Pour faciliter leurs calculs, les agriculteurs disposent de deux référentiels : le barème d’entraide et le guide des coûts de revient. Le premier est édité par les chambres d’agriculture et prend en compte des valeurs départementales ou à défaut des références nationales. Le second est basé sur des références nationales des Cuma. « Elles sont issues des comptabilités des Cuma, précise Stéphane Chapuis. Les coûts annoncés sont remontés du terrain. Pour les tarifs des Cuma, comme le matériel est partagé, il faut prendre en compte que le matériel est saturé techniquement, à la différence des exploitations où le matériel n’est pas mis en commun. Aussi, les frais de gestion du matériel ne sont pas inclus dans notre barème puisque les Cuma les prennent en charge. »
On trouve sur ces guides les coûts d’utilisation, d’entretien et l’utilisation annuelle moyenne selon le matériel. Ces barèmes proposent des données chiffrées référentes dans le calcul des coûts de mécanisation. Toutefois, il est possible de réaliser soi-même les calculs de coûts de chantier, en estimant coûts fixes et variables.
Penser à la valeur de revente
L’amortissement exprime la dépréciation du matériel avec le temps. Le calcul du coût de chantier utilise l’amortissement linéaire, plus proche de la réalité du terrain que l’amortissement comptable. « En fiscalité, un matériel peut être amorti sur sept ans et on considère ensuite sa vente comme une plus-value, explique Stéphane Chapuis. Or, on sait très bien qu’au bout de sept ans, le matériel a encore une valeur. C’est cette valeur qu’il faut considérer dans les calculs. Souvent, les agriculteurs ont peu de réflexion sur ce prix de revente. »
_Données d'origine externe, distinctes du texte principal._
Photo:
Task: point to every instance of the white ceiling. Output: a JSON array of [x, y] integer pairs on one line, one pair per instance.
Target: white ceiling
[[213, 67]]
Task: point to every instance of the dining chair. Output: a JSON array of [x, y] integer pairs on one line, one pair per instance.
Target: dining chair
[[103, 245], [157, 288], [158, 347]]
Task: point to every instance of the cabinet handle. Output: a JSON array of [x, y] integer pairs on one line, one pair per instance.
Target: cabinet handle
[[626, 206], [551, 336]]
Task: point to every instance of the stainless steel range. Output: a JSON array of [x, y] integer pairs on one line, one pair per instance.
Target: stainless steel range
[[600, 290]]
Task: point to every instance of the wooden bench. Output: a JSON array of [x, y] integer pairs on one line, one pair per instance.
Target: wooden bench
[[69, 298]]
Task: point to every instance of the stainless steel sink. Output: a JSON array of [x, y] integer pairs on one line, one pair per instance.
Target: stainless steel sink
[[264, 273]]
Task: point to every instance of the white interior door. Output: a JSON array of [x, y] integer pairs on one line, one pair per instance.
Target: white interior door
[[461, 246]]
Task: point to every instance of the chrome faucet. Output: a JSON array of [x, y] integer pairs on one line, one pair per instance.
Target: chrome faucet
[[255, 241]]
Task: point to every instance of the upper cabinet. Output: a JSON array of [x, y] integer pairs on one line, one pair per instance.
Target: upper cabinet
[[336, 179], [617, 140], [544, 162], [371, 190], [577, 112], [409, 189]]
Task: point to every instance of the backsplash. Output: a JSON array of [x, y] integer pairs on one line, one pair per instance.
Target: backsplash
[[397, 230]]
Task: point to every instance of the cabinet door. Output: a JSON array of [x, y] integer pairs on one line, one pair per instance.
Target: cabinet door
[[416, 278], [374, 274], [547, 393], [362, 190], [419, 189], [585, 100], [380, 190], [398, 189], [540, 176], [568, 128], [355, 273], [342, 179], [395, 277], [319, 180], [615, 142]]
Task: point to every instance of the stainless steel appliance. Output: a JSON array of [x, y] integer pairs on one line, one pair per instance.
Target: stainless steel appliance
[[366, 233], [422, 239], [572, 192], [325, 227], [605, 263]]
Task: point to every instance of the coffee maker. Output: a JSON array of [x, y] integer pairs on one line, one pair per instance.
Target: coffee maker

La valeur résiduelle du matériel se calcule à partir de son utilisation annuelle et de sa valeur d’achat augmentée du taux d’actualisation. « Il correspond globalement au taux d’inflation, explique Sylvain Deseau, conseiller agroéquipement à la chambre d’agriculture du Loiret. Ce taux permet d’actualiser la valeur de revente en fonction de la durée d’amortissement et la hausse des éléments nécessaires pour l’entretien. » La valeur de revente dépend beaucoup du modèle, certains étant plus recherchés que d’autres.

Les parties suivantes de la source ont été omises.